La décision concerne les grandes cultures (céréales, légumineuses, etc.) affectées par le déficit pluviométrique dans les gouvernorats suivants : La Manouba, Zaghouan, Ben Arous, l’Ariana, Le Kef, Béja, Jendouba, Nabeul, Kasserine, Bizerte, Siliana et Kairouan. Elle fait suite aux constats établis par la Commission nationale des catastrophes naturelles lors de ses réunions de juillet 2024 et d’octobre 2025.
Une panoplie de mesures d’atténuation
Plusieurs mesures d’urgence ont été arrêtées pour soutenir les producteurs. Les adhérents au Fonds d’indemnisation bénéficieront d’indemnités financières calculées sur la base de rapports d’expertise individuels, établissant le taux précis des dommages subis dans leurs exploitations.
Parallèlement, un rééchelonnement des dettes sera proposé aux agriculteurs ayant contracté des prêts saisonniers pour les grandes cultures lors de la saison 2023-2024 et dont les pertes sont avérées.
Pour alléger leur fardeau, le Fonds national de garantie (FNG) prendra en charge les intérêts générés par cette opération de rééchelonnement, qui sera étudiée « au cas par cas ».
Le texte de l’arrêté fixe néanmoins des conditions précises d’éligibilité. Le rééchelonnement ne s’applique pas aux exploitations situées dans les périmètres irrigués.
De plus, pour toute demande d’indemnisation ou de rééchelonnement, les agriculteurs devront fournir un certificat de constat technique délivré par leur Commissariat régional au développement agricole (CRDA) respectif, attestant de manière irréfutable que les dommages sont bien dus à la sécheresse.
Cette proclamation officielle s’inscrit dans la stratégie de l’État visant à atténuer l’impact des changements climatiques sur le secteur agricole.

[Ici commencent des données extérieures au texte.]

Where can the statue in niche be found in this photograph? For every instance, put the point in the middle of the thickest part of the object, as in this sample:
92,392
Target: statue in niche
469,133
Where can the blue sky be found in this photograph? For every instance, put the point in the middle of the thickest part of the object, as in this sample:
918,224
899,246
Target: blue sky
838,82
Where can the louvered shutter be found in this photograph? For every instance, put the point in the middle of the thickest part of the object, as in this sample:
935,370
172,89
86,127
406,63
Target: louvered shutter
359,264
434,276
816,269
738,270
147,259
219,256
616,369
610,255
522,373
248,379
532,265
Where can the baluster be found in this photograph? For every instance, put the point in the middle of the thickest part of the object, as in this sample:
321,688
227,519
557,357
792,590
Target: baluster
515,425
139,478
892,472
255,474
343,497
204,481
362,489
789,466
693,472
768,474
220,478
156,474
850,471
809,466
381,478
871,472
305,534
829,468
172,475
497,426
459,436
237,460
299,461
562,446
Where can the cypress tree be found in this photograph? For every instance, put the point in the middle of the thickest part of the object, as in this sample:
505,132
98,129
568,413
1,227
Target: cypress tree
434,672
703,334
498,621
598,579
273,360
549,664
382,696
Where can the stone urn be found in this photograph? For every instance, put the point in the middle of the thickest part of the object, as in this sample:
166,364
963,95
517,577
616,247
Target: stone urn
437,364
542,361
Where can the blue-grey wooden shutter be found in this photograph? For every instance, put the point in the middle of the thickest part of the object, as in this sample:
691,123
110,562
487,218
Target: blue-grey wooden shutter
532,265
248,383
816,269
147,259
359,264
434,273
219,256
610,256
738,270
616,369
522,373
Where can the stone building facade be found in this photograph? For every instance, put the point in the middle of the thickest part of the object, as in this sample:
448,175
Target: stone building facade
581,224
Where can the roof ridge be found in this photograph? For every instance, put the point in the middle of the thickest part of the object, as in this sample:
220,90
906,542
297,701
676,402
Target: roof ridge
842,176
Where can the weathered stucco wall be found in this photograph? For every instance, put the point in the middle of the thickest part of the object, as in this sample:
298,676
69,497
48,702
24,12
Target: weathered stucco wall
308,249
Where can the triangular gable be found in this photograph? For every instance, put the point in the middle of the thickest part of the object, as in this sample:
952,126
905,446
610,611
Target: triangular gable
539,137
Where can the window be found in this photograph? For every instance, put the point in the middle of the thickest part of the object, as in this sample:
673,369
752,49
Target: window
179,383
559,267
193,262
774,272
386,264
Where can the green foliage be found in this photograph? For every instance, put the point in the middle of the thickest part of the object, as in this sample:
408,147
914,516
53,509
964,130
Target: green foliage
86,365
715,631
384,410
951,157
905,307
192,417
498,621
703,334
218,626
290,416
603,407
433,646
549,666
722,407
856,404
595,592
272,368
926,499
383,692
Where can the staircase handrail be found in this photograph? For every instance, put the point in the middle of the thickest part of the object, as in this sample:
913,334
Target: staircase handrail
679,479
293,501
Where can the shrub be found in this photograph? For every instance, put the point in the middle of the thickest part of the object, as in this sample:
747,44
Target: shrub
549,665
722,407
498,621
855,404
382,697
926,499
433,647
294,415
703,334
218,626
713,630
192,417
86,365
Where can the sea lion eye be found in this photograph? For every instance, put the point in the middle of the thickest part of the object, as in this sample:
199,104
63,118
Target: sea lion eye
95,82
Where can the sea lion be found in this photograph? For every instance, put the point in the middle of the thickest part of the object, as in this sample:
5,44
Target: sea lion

Face à la récurrence des années de sécheresse, l’objectif est de préserver la capacité productive des exploitations, d’alléger la pression financière sur les producteurs de céréales et autres grandes cultures, et de garantir la pérennité de ces filières stratégiques pour l’économie nationale.
La Tunisie au 18e rang mondial en termes de sécheresse !
On rappelle que la Tunisie se classe au 18e rang mondial en termes de sécheresse selon les indicateurs publiés par l’Institut des ressources mondiales, et se situe au 20e rang mondial des pays souffrant de sécheresse hydrique.
Un document sur « l’inflation climatique: défis et opportunités face au changement climatique », préparé par l’Institut arabe des chefs d’entreprise révèle que les principaux risques auxquels la Tunisie est confrontée sont l’augmentation des températures, la diminution des précipitations, ainsi que la rareté de l’eau et la sécheresse.
La Tunisie a enregistré une augmentation des températures d’environ 0,4 degré Celsius au cours des trois dernières décennies. La température moyenne entre mai et septembre 2022 était d’environ 27,9 degrés Celsius, mais elle est passée à 27,1 degrés Celsius à l’été 2023.
Il est vrai que le pays est en proie à la sécheresse depuis cinq ans. Des études semblent confirmer la persistance de la sécheresse et une réduction sensible de la pluviométrie. Cette aridité prolongée a bien sûr une incidence sur les disponibilités hydriques aussi bien pour l’eau potable que l’eau destinée à l’irrigation.